Kal-El Has Five Cores, Not Four: NVIDIA Reveals the Companion Core

Name: Kal-El Has Five Cores, Not Four: NVIDIA Reveals the Companion Core
Item: Kal-El Has Five Cores, Not Four: NVIDIA Reveals the Companion Core
Author: Anand Lal Shimpi

by Anand Lal Shimpi on September 20, 2011 11:46 AM EST

74 Comments | Add A Comment

74 Comments

Last week NVIDIA provided an update on its Tegra SoC roadmap. Kal-El, its third generation SoC (likely to launch as Tegra 3) has been delayed by a couple of months. NVIDIA originally expected the first Kal-El tablets would arrive in August, but now it's looking like sometime in Q4. Kal-El's successor, Wayne, has also been pushed back until late 2012/early 2013. In between these two SoCs is a new part dubbed Kal-El+. It's unclear if Kal-El+ will be a process shrink or just higher clocks/larger die on 40nm.

In the smartphone spirit, NVIDIA is letting small tidbits of information out about Kal-El as it gets closer to launch. In February we learned Kal-El would be NVIDIA's first quad-core SoC design, featuring four ARM Cortex A9s (with MPE) behind a 1MB shared L2 cache. Kal-El's GPU would also see a boost to 12 "cores" (up from 8 in Tegra 2), but through architectural improvements would deliver up to 3x the GPU performance of T2. Unfortunately the increase in GPU size and CPU core count doesn't come with a wider memory bus. Kal-El is still stuck with a single 32-bit LPDDR2 memory interface, although max supported data rate increases to 800MHz.

We also learned that NVIDIA was targeting somewhere around an 80mm^2 die, more than 60% bigger than Tegra 2 but over 30% smaller than the A5 in Apple's iPad 2. NVIDIA told us that although the iPad 2 made it easier for it to sell a big SoC to OEMs, it's still not all that easy to convince manufacturers to spend more on a big SoC.

Clock speeds are up in the air but NVIDIA is expecting Kal-El to run faster than Tegra 2. Based on competing A9 designs, I'd expect Kal-El to launch somewhere around 1.3 - 1.4GHz.

Now for the new information. Power consumption was a major concern with the move to Kal-El but NVIDIA addressed that by allowing each A9 in the SoC to be power gated when idle. When a core is power gated it is effectively off, burning no dynamic power and leaking very little. Tegra 2 by comparison couldn't power gate individual cores, only the entire CPU island itself.

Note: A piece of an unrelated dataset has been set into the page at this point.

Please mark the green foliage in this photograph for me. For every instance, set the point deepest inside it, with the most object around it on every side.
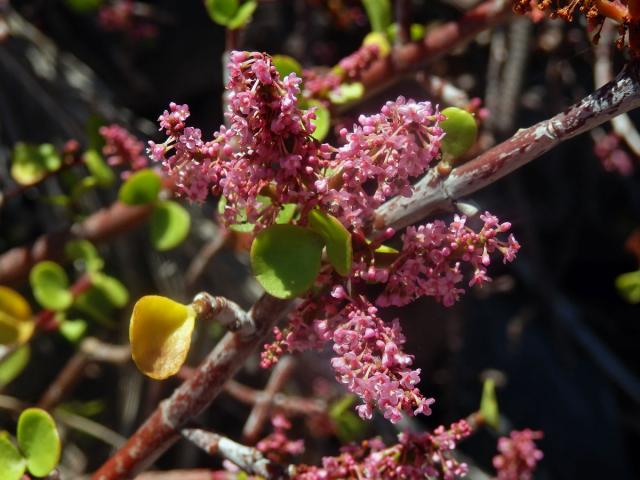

In lightly threaded situations where you aren't using all of Kal-El's cores, the idle ones should simply shut off (if NVIDIA has done its power management properly of course). Kal-El is built on the same 40nm process as Tegra 2, so when doing the same amount of work the quad-core chip shouldn't consume any more power.

Power gating idle cores allows Kal-El to increase frequency to remaining active cores resulting in turbo boost-like operation (e.g. 4-cores active at 1.2GHz or 2-cores at 1.5GHz, these are hypothetical numbers of course). Again, NVIDIA isn't talking about final clocks for Kal-El or dynamic frequency ranges.

Five Cores, Not Four

Courtesy NVIDIA

Finally we get to the big news. There are actually five ARM Cortex A9s with MPE on a single Kal-El die: four built using TSMC's 40nm general purpose (G) process and one on 40nm low power (LP). If you remember back to our Tegra 2 review you'll know that T2 was built using a similar combination of transistors; G for the CPU cores and LP for the GPU and everything else. LP transistors have very low leakage but can't run at super high frequencies, G transistors on the other hand are leaky but can switch very fast. Update: To clarify, TSMC offers a 40nm LPG process that allows for an island of G transistors in a sea of LP transistors. This is what NVIDIA appears to be using in Kal-El, and what NV used in Tegra 2 prior.

The five A9s can't all be active at once, you either get 1 - 4 of the GP cores or the lone LP core. The GP cores and the LP core are on separate power planes.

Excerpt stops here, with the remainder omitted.